On 21/06/2014 9:42 AM, Steve Cottrell wrote:
On 21/6/14, Bill, discombobulated, unleashed:


In my part of the world, those walls would have to be floated because
our foundations move so much here. All of our house supports have to
have screw jacks on them to allow for lengthening and shortening as the
basement floors move up and down.

Is this from subsidence? Surely can't be earthquakes...
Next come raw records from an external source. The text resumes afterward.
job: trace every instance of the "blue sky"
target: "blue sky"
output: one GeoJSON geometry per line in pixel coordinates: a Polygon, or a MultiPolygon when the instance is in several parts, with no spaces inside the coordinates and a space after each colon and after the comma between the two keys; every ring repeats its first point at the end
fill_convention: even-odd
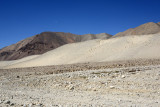
{"type": "Polygon", "coordinates": [[[160,0],[0,0],[0,48],[44,31],[116,34],[160,21],[160,0]]]}

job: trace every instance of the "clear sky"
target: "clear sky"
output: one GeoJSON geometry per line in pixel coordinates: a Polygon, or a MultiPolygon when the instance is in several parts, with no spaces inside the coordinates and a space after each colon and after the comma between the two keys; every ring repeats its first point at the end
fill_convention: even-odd
{"type": "Polygon", "coordinates": [[[0,0],[0,48],[44,31],[116,34],[160,21],[160,0],[0,0]]]}

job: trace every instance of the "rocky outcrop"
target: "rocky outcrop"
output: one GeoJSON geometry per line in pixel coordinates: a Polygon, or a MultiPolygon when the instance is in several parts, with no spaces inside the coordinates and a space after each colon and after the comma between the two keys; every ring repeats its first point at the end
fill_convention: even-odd
{"type": "Polygon", "coordinates": [[[108,39],[111,35],[75,35],[64,32],[43,32],[0,50],[0,60],[16,60],[29,55],[43,54],[59,46],[92,39],[108,39]]]}

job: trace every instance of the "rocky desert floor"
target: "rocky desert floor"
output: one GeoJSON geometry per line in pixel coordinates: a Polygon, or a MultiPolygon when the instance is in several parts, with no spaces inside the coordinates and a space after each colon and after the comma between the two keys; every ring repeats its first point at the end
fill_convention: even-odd
{"type": "Polygon", "coordinates": [[[160,107],[160,64],[129,61],[1,69],[0,107],[10,106],[160,107]]]}

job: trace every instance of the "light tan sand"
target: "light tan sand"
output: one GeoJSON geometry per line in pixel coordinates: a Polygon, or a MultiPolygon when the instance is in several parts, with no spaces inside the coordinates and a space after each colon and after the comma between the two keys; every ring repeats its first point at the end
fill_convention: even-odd
{"type": "Polygon", "coordinates": [[[4,68],[134,59],[159,59],[159,46],[160,34],[125,36],[107,40],[97,39],[81,43],[67,44],[34,57],[33,59],[21,61],[20,63],[12,63],[4,68]]]}
{"type": "Polygon", "coordinates": [[[58,66],[2,69],[0,107],[159,107],[160,65],[113,65],[63,73],[58,66]]]}

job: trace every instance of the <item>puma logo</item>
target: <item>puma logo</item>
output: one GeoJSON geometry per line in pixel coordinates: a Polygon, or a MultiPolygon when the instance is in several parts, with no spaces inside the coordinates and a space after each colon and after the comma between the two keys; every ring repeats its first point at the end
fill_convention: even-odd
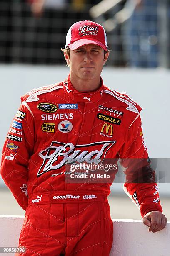
{"type": "Polygon", "coordinates": [[[40,201],[41,201],[41,197],[42,197],[42,195],[41,195],[41,196],[40,196],[40,197],[39,196],[37,196],[37,198],[39,198],[39,199],[40,199],[40,201]]]}
{"type": "Polygon", "coordinates": [[[83,99],[86,99],[86,100],[88,100],[89,101],[89,102],[90,102],[90,98],[91,98],[92,96],[90,96],[89,98],[87,98],[87,97],[84,97],[83,99]]]}

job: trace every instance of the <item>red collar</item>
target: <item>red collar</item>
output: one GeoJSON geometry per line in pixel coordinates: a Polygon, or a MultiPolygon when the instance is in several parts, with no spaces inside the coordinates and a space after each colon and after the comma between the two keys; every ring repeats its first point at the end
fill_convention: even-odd
{"type": "Polygon", "coordinates": [[[70,74],[62,84],[64,90],[67,95],[73,100],[74,102],[84,103],[93,103],[97,102],[101,99],[104,87],[103,82],[100,78],[100,86],[97,90],[90,92],[80,92],[76,90],[72,86],[70,79],[70,74]]]}

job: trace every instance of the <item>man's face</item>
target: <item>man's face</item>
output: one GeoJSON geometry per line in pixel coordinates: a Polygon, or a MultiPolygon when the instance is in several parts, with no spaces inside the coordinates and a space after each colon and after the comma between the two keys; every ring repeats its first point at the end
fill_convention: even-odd
{"type": "Polygon", "coordinates": [[[90,44],[70,50],[70,58],[65,54],[65,57],[70,66],[71,77],[89,80],[100,76],[108,55],[109,53],[106,53],[104,58],[102,48],[90,44]]]}

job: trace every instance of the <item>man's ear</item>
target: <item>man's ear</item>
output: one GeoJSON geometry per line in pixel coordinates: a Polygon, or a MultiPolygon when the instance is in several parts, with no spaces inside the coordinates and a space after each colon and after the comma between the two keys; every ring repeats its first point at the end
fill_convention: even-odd
{"type": "Polygon", "coordinates": [[[107,61],[108,60],[108,59],[109,57],[109,52],[107,52],[105,54],[105,59],[104,59],[104,63],[103,65],[107,62],[107,61]]]}
{"type": "Polygon", "coordinates": [[[67,54],[65,52],[64,53],[64,57],[65,58],[65,59],[66,61],[66,62],[68,65],[70,64],[70,59],[69,56],[68,54],[67,54]]]}

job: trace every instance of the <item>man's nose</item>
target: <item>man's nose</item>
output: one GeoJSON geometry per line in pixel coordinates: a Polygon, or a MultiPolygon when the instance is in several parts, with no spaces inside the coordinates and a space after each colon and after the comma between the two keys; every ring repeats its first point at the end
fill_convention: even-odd
{"type": "Polygon", "coordinates": [[[84,61],[87,62],[88,61],[91,61],[92,60],[92,58],[90,53],[86,52],[84,56],[84,61]]]}

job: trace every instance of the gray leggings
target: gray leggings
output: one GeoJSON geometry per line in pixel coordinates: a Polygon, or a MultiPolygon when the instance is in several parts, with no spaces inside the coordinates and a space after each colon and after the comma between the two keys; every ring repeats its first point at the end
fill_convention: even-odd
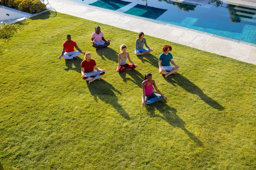
{"type": "MultiPolygon", "coordinates": [[[[154,103],[155,101],[162,100],[163,99],[163,97],[159,94],[157,93],[153,93],[149,95],[146,95],[145,96],[145,104],[146,105],[148,105],[154,103]]],[[[142,96],[142,102],[144,101],[144,99],[143,98],[143,94],[142,96]]]]}
{"type": "Polygon", "coordinates": [[[92,72],[84,73],[84,77],[83,79],[87,81],[90,81],[95,77],[96,79],[99,79],[102,76],[105,74],[105,72],[104,71],[96,71],[93,70],[92,72]]]}

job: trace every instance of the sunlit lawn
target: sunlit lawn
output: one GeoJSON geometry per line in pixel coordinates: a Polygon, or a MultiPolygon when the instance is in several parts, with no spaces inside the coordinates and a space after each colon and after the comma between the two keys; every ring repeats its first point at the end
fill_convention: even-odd
{"type": "Polygon", "coordinates": [[[256,169],[256,66],[145,35],[151,54],[133,52],[138,33],[61,13],[26,20],[0,59],[0,161],[5,170],[256,169]],[[96,26],[111,40],[96,51],[96,26]],[[88,84],[79,60],[57,59],[70,34],[106,74],[88,84]],[[125,43],[139,67],[116,71],[125,43]],[[165,79],[164,44],[178,74],[165,79]],[[141,107],[153,74],[167,101],[141,107]]]}

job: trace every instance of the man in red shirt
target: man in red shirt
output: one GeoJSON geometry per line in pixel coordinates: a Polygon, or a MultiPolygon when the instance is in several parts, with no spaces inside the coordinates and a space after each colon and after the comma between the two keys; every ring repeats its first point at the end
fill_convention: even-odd
{"type": "Polygon", "coordinates": [[[61,54],[58,58],[59,59],[61,59],[61,57],[66,59],[78,59],[77,56],[81,54],[81,53],[84,55],[85,53],[80,50],[76,45],[76,41],[71,40],[71,36],[70,35],[67,35],[67,40],[63,43],[62,52],[61,52],[61,54]],[[74,51],[74,47],[76,47],[76,48],[78,51],[74,51]]]}
{"type": "Polygon", "coordinates": [[[105,68],[102,70],[97,67],[95,60],[92,59],[92,54],[89,51],[86,52],[84,60],[81,62],[81,69],[83,79],[89,81],[89,84],[96,79],[100,80],[106,71],[105,68]],[[97,71],[93,70],[94,68],[97,71]]]}

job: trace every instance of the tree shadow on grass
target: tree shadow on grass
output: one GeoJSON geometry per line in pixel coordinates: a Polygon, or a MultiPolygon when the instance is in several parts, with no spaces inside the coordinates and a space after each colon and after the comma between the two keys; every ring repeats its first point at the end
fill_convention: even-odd
{"type": "Polygon", "coordinates": [[[105,60],[107,58],[108,59],[114,61],[118,63],[118,53],[115,50],[109,47],[105,47],[96,50],[98,55],[101,57],[102,60],[105,60]]]}
{"type": "Polygon", "coordinates": [[[137,57],[143,63],[147,62],[157,68],[159,67],[158,65],[158,58],[156,57],[150,53],[148,54],[143,55],[137,57]]]}
{"type": "Polygon", "coordinates": [[[117,102],[118,98],[114,93],[113,91],[119,94],[121,94],[121,92],[116,90],[110,83],[102,79],[101,79],[100,80],[96,80],[90,84],[88,83],[87,81],[86,82],[88,88],[92,95],[94,97],[94,100],[96,102],[98,102],[97,98],[98,97],[106,104],[111,105],[124,118],[128,120],[131,119],[128,113],[117,102]]]}
{"type": "Polygon", "coordinates": [[[170,125],[174,127],[179,128],[182,129],[189,138],[200,146],[203,146],[203,143],[195,135],[188,130],[185,128],[185,122],[177,114],[177,110],[175,108],[171,108],[166,104],[166,101],[162,101],[146,105],[146,108],[148,114],[150,117],[159,117],[166,121],[170,125]],[[163,116],[155,114],[156,109],[163,116]]]}
{"type": "Polygon", "coordinates": [[[144,76],[140,73],[135,69],[127,70],[119,73],[120,76],[123,79],[123,81],[127,82],[127,80],[131,81],[136,84],[140,88],[141,88],[141,83],[144,81],[144,76]],[[129,75],[134,79],[130,77],[126,78],[126,74],[129,75]]]}
{"type": "Polygon", "coordinates": [[[65,59],[65,63],[66,63],[66,66],[67,68],[65,68],[64,70],[66,71],[69,70],[75,70],[79,73],[81,72],[81,62],[83,61],[83,60],[79,57],[78,57],[77,59],[72,59],[67,60],[65,59]],[[75,67],[73,67],[73,65],[75,66],[75,67]]]}
{"type": "Polygon", "coordinates": [[[187,92],[198,95],[211,107],[215,109],[224,109],[223,106],[204,94],[202,90],[181,74],[177,73],[177,74],[169,76],[166,79],[163,76],[163,77],[166,81],[174,86],[176,86],[175,84],[177,85],[187,92]]]}
{"type": "Polygon", "coordinates": [[[32,20],[45,20],[49,18],[51,14],[52,13],[49,11],[48,11],[39,15],[32,17],[30,19],[32,20]]]}

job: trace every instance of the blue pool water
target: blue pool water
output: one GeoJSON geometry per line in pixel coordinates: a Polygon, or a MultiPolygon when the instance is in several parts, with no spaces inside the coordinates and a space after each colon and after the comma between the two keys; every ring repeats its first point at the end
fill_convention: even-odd
{"type": "MultiPolygon", "coordinates": [[[[82,2],[81,0],[73,0],[82,2]]],[[[134,4],[131,8],[126,8],[128,9],[125,13],[256,44],[256,7],[234,5],[214,0],[201,6],[167,0],[120,1],[134,4]]],[[[111,6],[114,6],[114,10],[123,6],[116,5],[118,4],[115,3],[119,3],[117,0],[95,0],[88,3],[93,3],[105,8],[114,8],[111,6]]]]}

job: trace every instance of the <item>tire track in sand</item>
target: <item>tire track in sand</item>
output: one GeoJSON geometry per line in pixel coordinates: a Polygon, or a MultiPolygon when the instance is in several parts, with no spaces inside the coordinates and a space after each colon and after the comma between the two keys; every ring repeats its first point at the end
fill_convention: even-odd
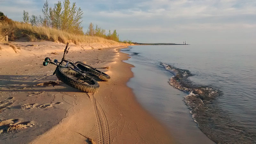
{"type": "Polygon", "coordinates": [[[109,144],[109,133],[107,118],[99,102],[94,97],[94,93],[88,93],[92,107],[97,131],[98,143],[109,144]]]}

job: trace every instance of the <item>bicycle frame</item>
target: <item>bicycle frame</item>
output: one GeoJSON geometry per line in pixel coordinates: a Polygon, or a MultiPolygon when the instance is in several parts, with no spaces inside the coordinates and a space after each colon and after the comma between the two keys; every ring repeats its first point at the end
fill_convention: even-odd
{"type": "Polygon", "coordinates": [[[61,61],[60,61],[60,62],[58,62],[58,60],[56,60],[56,62],[54,62],[52,61],[52,60],[50,59],[48,60],[48,61],[49,63],[51,63],[51,64],[54,64],[55,65],[57,66],[57,67],[56,68],[56,69],[55,69],[53,73],[52,74],[53,75],[55,75],[55,73],[56,72],[56,70],[57,69],[60,68],[60,67],[65,67],[65,68],[71,68],[72,70],[78,72],[79,74],[84,76],[85,76],[86,75],[86,73],[84,71],[82,71],[80,69],[79,69],[76,66],[75,64],[73,63],[71,61],[69,61],[68,60],[65,60],[65,56],[68,54],[68,50],[69,49],[70,47],[69,48],[68,50],[67,50],[67,49],[68,48],[68,43],[67,43],[67,45],[66,46],[66,48],[65,48],[65,50],[64,50],[64,54],[63,54],[63,57],[62,57],[62,59],[61,59],[61,61]],[[62,65],[63,64],[63,62],[66,62],[66,64],[65,66],[63,66],[62,65]],[[59,63],[59,64],[58,64],[59,63]],[[68,66],[68,65],[69,64],[71,64],[71,65],[73,66],[74,68],[72,68],[71,67],[68,66]]]}

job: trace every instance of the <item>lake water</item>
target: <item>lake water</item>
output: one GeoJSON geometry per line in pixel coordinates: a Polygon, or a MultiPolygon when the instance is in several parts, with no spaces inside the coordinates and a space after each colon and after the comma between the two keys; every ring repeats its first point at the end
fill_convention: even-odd
{"type": "Polygon", "coordinates": [[[135,46],[128,82],[180,143],[256,143],[256,48],[135,46]]]}

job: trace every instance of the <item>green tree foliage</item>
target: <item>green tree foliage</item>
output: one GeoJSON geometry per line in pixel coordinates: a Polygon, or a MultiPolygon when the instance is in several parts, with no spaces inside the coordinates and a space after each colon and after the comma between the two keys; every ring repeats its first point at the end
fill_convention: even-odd
{"type": "Polygon", "coordinates": [[[105,37],[106,36],[106,30],[100,27],[99,27],[97,25],[96,25],[96,27],[95,28],[95,35],[96,36],[105,37]]]}
{"type": "Polygon", "coordinates": [[[37,17],[34,15],[32,15],[30,19],[30,23],[32,25],[37,25],[38,22],[37,17]]]}
{"type": "Polygon", "coordinates": [[[47,0],[46,0],[44,4],[44,8],[42,9],[42,12],[43,12],[43,14],[44,16],[43,25],[45,26],[50,27],[51,23],[50,21],[50,19],[48,1],[47,0]]]}
{"type": "Polygon", "coordinates": [[[4,13],[2,11],[0,11],[0,21],[4,20],[6,17],[6,16],[4,15],[4,13]]]}
{"type": "Polygon", "coordinates": [[[114,30],[112,34],[111,31],[109,30],[107,35],[106,34],[106,31],[105,30],[99,27],[97,25],[96,25],[96,28],[94,29],[93,24],[91,23],[88,27],[88,29],[86,34],[90,36],[97,36],[116,41],[119,41],[119,35],[117,35],[116,30],[114,30]]]}
{"type": "Polygon", "coordinates": [[[52,14],[53,17],[52,20],[53,24],[53,27],[59,30],[60,30],[61,28],[61,21],[60,16],[62,8],[61,3],[59,1],[57,4],[54,4],[53,13],[52,14]]]}
{"type": "Polygon", "coordinates": [[[29,16],[28,16],[28,12],[25,11],[23,11],[23,22],[25,23],[28,23],[29,22],[29,16]]]}
{"type": "Polygon", "coordinates": [[[88,27],[88,30],[86,32],[86,34],[90,36],[94,36],[95,35],[95,30],[93,28],[93,24],[91,23],[88,27]]]}
{"type": "MultiPolygon", "coordinates": [[[[69,32],[84,34],[83,27],[81,26],[81,20],[84,13],[81,8],[77,9],[76,3],[70,6],[69,0],[64,0],[63,6],[58,1],[54,4],[53,8],[49,7],[47,0],[42,9],[43,17],[39,15],[38,18],[34,15],[30,19],[31,24],[34,25],[42,26],[55,28],[69,32]]],[[[28,13],[24,11],[23,20],[26,23],[29,22],[28,13]]]]}
{"type": "Polygon", "coordinates": [[[81,25],[82,21],[82,15],[84,13],[79,8],[76,11],[76,3],[70,7],[69,0],[65,0],[63,2],[63,10],[60,15],[61,29],[69,32],[83,34],[83,27],[81,25]]]}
We live on the bottom of an ancient lake bed. Dig down about 6 feet and you will find an expansive clay that goes down another mile or so. When the clay gets wet, it expands and houses actually lift slightly. The large floor surface moves more than the footings however. Interior walls in our basements have to be floated at least an inch and a half around the perimeter to as much as 4 inches in the center of the basement of a large house. It's only been in the past dozen years or so that the construction industry has figured out how to build a stable basement in this area. Most of the basements here have horizontal cracks in the walls destabilizing them and require steel C channels attached to the floor joists above and buried in the concrete floor to keep the walls from caving in. This is just about the stupidest place to build a city, and it turns out that the reason it was put here was to enrich some local politicians who owned land in the area and railroad magnates who were cooperative given the proper amount of lubrication. Twenty miles in any direction takes one out of the lake bed and into more stable ground.